One main challenge for Democrats is that the GOP continues to hide behind a veil of plausible deniability, claiming fealty to democracy while opposing it in action.  Going on the attack, both rhetorically and substantively, serves to rip away that veil.  You can already see this happening.  In Georgia, some politicians now want to pass a law that would allow state legislators to choose a presidential candidate even if that candidate didn’t win the majority of votes.  There is simply no definition of contemporary American democracy that involves politicians substituting their choice of president for the will of the voters; and yet Republican politicians are now willing to go there!  On a grander scale, this is exactly what has happened in the wake of the 2020 election.  The Democrats played by the rules of democracy, mobilizing voters to win the election; the GOP, led by Donald Trump, rejected that victory, making their opposition to democracy explicit.  As dangerous as this GOP behavior is, there is absolutely no benefit in Democrats not describing it for what it is.

It’s also important to understand that escalated rhetoric about the Republican’s anti-democratic behavior in electoral politics will be most effective when coupled with a similar line of attack against the GOP’s other policies.  I want to be clear: the GOP’s war on democracy is damning enough.  But its accompanying agenda of tax cuts for the rich, indifference to poverty, denial of global warming, demonization of immigrants, protection of racist policing, and opposition to public healthcare even in the face of a pandemic demonstrate that its opposition to the good of the majority runs far beyond its sabotage of the mechanisms of voting.  For instance, Paul Waldman makes the case for applying the same escalated rhetoric we’ve been discussing to the GOP’s economic obstructionism:

[Democrats] need to make clear that Republicans want Biden’s presidency to fail, and to make it happen they’re attacking the American economy.
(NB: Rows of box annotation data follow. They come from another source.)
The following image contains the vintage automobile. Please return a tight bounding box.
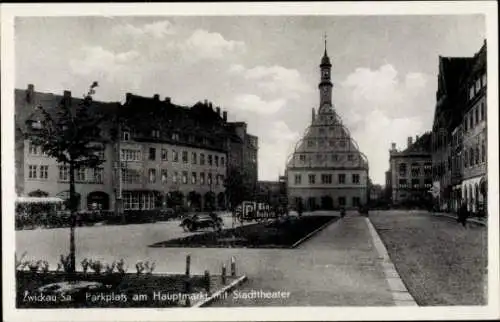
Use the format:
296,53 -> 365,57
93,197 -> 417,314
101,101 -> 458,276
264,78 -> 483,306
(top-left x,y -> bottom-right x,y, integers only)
179,213 -> 223,231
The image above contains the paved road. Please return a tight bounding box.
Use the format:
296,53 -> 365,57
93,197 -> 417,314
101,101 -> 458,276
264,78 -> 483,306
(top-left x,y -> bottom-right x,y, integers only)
16,213 -> 394,306
370,210 -> 488,305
They want to take food off families’ tables, force cutbacks in state and local services, make it harder for businesses to open safely, and create a vicious cycle of austerity from Washington and anemic recovery in the rest of the country, in the hope that Americans will blame Biden for all of it.
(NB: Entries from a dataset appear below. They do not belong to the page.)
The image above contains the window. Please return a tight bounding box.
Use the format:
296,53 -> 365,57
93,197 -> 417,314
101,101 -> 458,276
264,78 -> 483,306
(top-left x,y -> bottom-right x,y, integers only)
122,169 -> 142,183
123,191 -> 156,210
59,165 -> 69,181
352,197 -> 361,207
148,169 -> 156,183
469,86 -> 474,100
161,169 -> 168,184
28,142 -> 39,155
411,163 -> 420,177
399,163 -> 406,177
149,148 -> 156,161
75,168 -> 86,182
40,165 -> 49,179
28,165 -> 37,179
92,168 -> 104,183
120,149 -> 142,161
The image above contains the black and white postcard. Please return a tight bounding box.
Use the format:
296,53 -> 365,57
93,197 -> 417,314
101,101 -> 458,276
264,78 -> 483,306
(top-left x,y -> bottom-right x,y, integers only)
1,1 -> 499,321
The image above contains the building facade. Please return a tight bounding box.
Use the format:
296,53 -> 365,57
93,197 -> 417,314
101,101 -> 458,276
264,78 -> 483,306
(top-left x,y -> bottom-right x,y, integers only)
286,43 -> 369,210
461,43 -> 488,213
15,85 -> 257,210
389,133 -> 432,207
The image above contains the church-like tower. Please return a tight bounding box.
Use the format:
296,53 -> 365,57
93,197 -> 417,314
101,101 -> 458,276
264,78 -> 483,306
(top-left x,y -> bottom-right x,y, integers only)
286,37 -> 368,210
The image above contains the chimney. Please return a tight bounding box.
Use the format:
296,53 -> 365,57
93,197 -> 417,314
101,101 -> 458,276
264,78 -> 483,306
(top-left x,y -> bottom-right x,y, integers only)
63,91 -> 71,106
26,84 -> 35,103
Refusing to authorize a new stimulus is an attack on the American economy. Trying to limit that stimulus to far less than what is needed is an attack on the American economy. Threatening blackmail is an attack on the American economy.

Across the board, it’s high time for truth telling, for describing in unvarnished terms the GOP’s descent into authoritarianism and indifference to mass suffering. Whether it’s calling out treason when it happens before our eyes, or describing the Republican Party’s fundamental inability to bring credible responses to the crises and challenges of our time, the Democrats may be pleasantly surprised to learn that simply telling the truth about the GOP can be a revolutionary act.